Entre a vida e a Morte

Durante boa parte de seus 36 anos, o médico e dentista Paulo Sérgio Guimarães se preparou para alcançar um objetivo: salvar o máximo de vidas possível, fora dos consultórios e salas de cirurgia. O plano começou a ser executado ainda na adolescência, nas ruas do Rio de Janeiro, em parceria com o Corpo de Bombeiros, por meio do trabalho do Grupo de Resgate de Emergência (GRE), do qual o médico é criador. Onde houvesse um ferido em acidente, lá estava Paulo Sérgio para ajudá-lo. A experiência de salvamento, no entanto, atingiu o ponto máximo em uma data que será lembrada com tristeza pelo mundo, para sempre: o terremoto no Haiti, em 12 de janeiro deste ano.
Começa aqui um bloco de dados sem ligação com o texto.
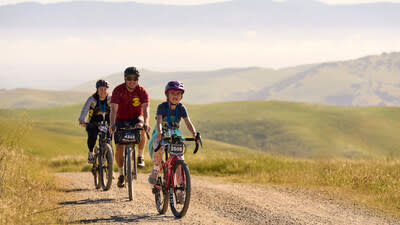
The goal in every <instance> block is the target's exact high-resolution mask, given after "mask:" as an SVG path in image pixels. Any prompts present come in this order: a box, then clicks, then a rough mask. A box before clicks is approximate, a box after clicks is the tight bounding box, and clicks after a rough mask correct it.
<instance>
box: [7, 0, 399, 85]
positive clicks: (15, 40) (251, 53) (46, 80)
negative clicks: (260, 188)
mask: <svg viewBox="0 0 400 225" xmlns="http://www.w3.org/2000/svg"><path fill="white" fill-rule="evenodd" d="M17 1H19V2H22V0H17ZM17 1H7V0H2V1H1V0H0V4H7V3H10V2H17ZM30 1H32V0H30ZM142 1H143V2H159V0H142ZM212 1H213V2H215V0H212ZM324 1H325V2H339V1H329V0H324ZM41 2H49V1H45V0H42V1H41ZM163 2H167V1H166V0H163ZM168 2H174V3H179V2H183V1H178V0H170V1H168ZM184 2H189V1H188V0H184ZM191 2H199V1H191ZM202 2H211V0H204V1H202ZM340 2H347V3H348V2H350V0H348V1H340ZM351 2H358V3H360V2H370V1H368V0H364V1H363V0H358V1H356V0H352V1H351ZM396 2H400V0H398V1H396ZM2 32H3V33H2ZM294 32H297V33H293V34H291V33H287V34H280V35H278V34H277V32H276V31H271V33H267V34H260V33H257V31H254V30H248V31H243V32H241V33H237V34H235V35H234V37H233V38H231V39H227V38H226V36H225V37H218V36H216V35H213V36H212V37H198V36H179V35H176V36H168V37H165V36H161V35H155V34H150V33H149V34H144V35H141V36H138V35H132V34H131V35H129V34H128V35H125V34H124V35H108V36H107V35H102V36H95V37H93V36H92V37H88V36H81V35H79V34H76V33H75V34H71V35H66V36H60V37H59V36H57V37H54V36H52V37H47V38H45V37H41V36H40V37H39V36H37V37H36V36H23V35H19V36H13V35H12V34H10V32H9V31H8V30H3V31H2V30H1V29H0V88H16V87H30V88H46V89H60V88H61V89H62V88H70V87H72V86H74V85H78V84H80V83H82V82H84V81H88V80H92V79H97V78H99V77H101V76H106V75H109V74H111V73H115V72H119V71H122V70H123V69H124V68H125V67H126V66H128V65H136V66H138V67H140V68H146V69H152V70H158V71H178V70H213V69H220V68H226V67H236V68H237V67H248V66H259V67H267V68H282V67H288V66H294V65H301V64H308V63H318V62H326V61H336V60H349V59H355V58H358V57H363V56H366V55H372V54H381V53H382V52H393V51H400V31H399V30H397V29H393V30H382V31H376V30H373V31H372V30H366V31H362V30H357V31H353V30H351V31H348V32H340V34H336V33H335V32H334V31H333V33H331V34H329V33H326V32H325V31H322V32H321V34H320V35H318V33H313V34H312V35H307V36H302V37H301V36H299V33H304V34H306V33H307V32H305V31H300V32H298V31H294Z"/></svg>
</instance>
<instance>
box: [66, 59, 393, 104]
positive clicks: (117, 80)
mask: <svg viewBox="0 0 400 225" xmlns="http://www.w3.org/2000/svg"><path fill="white" fill-rule="evenodd" d="M398 74H400V53H398V52H394V53H389V54H388V53H383V54H381V55H372V56H366V57H362V58H359V59H354V60H348V61H338V62H327V63H321V64H313V65H302V66H297V67H291V68H284V69H280V70H273V69H265V68H240V69H232V68H231V69H224V70H217V71H202V72H191V71H187V72H174V73H172V72H171V73H161V72H153V71H148V70H143V71H142V75H143V76H142V78H141V83H142V84H143V86H144V87H146V88H147V89H148V90H149V93H150V95H151V97H152V98H153V99H163V98H164V94H163V89H164V85H165V84H166V83H167V82H168V81H169V80H181V81H183V82H184V83H185V85H186V88H187V89H188V91H187V94H185V98H184V100H185V101H186V102H189V103H212V102H224V101H237V100H285V101H296V102H309V103H318V104H331V105H341V106H377V105H396V106H397V105H400V78H399V76H398ZM104 79H107V80H109V81H111V83H112V84H113V85H116V84H119V83H121V82H122V81H123V75H122V73H118V74H113V75H110V76H106V77H104ZM94 82H95V81H91V82H87V83H84V84H82V85H80V86H77V87H75V88H73V89H71V90H74V91H82V90H89V89H90V88H91V87H92V86H93V83H94Z"/></svg>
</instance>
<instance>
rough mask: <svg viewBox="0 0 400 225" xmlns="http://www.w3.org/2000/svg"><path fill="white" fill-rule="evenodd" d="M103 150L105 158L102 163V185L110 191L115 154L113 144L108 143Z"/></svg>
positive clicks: (101, 166) (103, 152)
mask: <svg viewBox="0 0 400 225" xmlns="http://www.w3.org/2000/svg"><path fill="white" fill-rule="evenodd" d="M102 152H103V158H102V164H101V171H102V176H101V186H102V187H103V190H104V191H108V190H109V189H110V187H111V183H112V176H113V154H112V148H111V146H110V145H109V144H106V145H105V148H104V149H103V151H102Z"/></svg>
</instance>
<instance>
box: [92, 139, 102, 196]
mask: <svg viewBox="0 0 400 225" xmlns="http://www.w3.org/2000/svg"><path fill="white" fill-rule="evenodd" d="M96 148H97V146H96ZM92 174H93V178H94V186H95V188H96V189H99V188H100V187H101V184H100V156H99V151H98V150H97V149H95V156H94V163H93V167H92Z"/></svg>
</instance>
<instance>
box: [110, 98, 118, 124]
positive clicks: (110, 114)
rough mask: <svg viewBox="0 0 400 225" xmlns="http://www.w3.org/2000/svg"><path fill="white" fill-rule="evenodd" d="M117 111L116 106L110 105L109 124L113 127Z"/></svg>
mask: <svg viewBox="0 0 400 225" xmlns="http://www.w3.org/2000/svg"><path fill="white" fill-rule="evenodd" d="M117 110H118V105H116V104H113V103H112V104H111V110H110V124H111V125H115V120H116V118H117Z"/></svg>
O doutor estava em missão humanitária como voluntário pelo Exército Brasileiro quando viu, no começo da noite, o chão se mexer como se fosse feito de papel. Em seguida, o terror tomou conta da base militar da engenharia, onde ele estava instalado. Mutilados e feridos gravemente chegavam aos montes. Sérgio teve de encarar o olhar vazio de quem esperava pela morte e tentar transmitir um pouco de esperança. Diante do inevitável, segurou a mão de centenas de pessoas enquanto elas se despediam da vida, não permitindo que muitas morressem sozinhas. “Agarrar a mão de alguém na hora da dor pode significar muito. Não tem preço”, disse. Nas primeiras duas horas, somente na base onde Sérgio trabalhava, morreram 27 pacientes. Os corpos dos que não resistiam eram levados para câmaras frigoríficas. Quando o espaço acabou, passaram a ser enterrados em buracos coletivos na terra. Eram mais de 50 cadáveres por vala.

Aperfeiçoamento
Sérgio teve a oportunidade de contribuir com sua experiência e entendeu naquele momento o propósito da trajetória dedicada ao salvamento construída por ele, desde os 16 anos, quando inaugurou o GRE. Após cursar odontologia, ele, influenciado pela mãe, que é médica, entrou para a medicina e formou-se em 2007, em Brasília. Não satisfeito com a possível rotina de consultórios que viria a encarar, viajou para sete países — Alemanha, Inglaterra, França, Estados Unidos, Bélgica, Holanda e República Tcheca —, nos quais participou de aulas de aperfeiçoamento em medicina em situações de catástrofe. Faltava colocar em prática o aprendizado.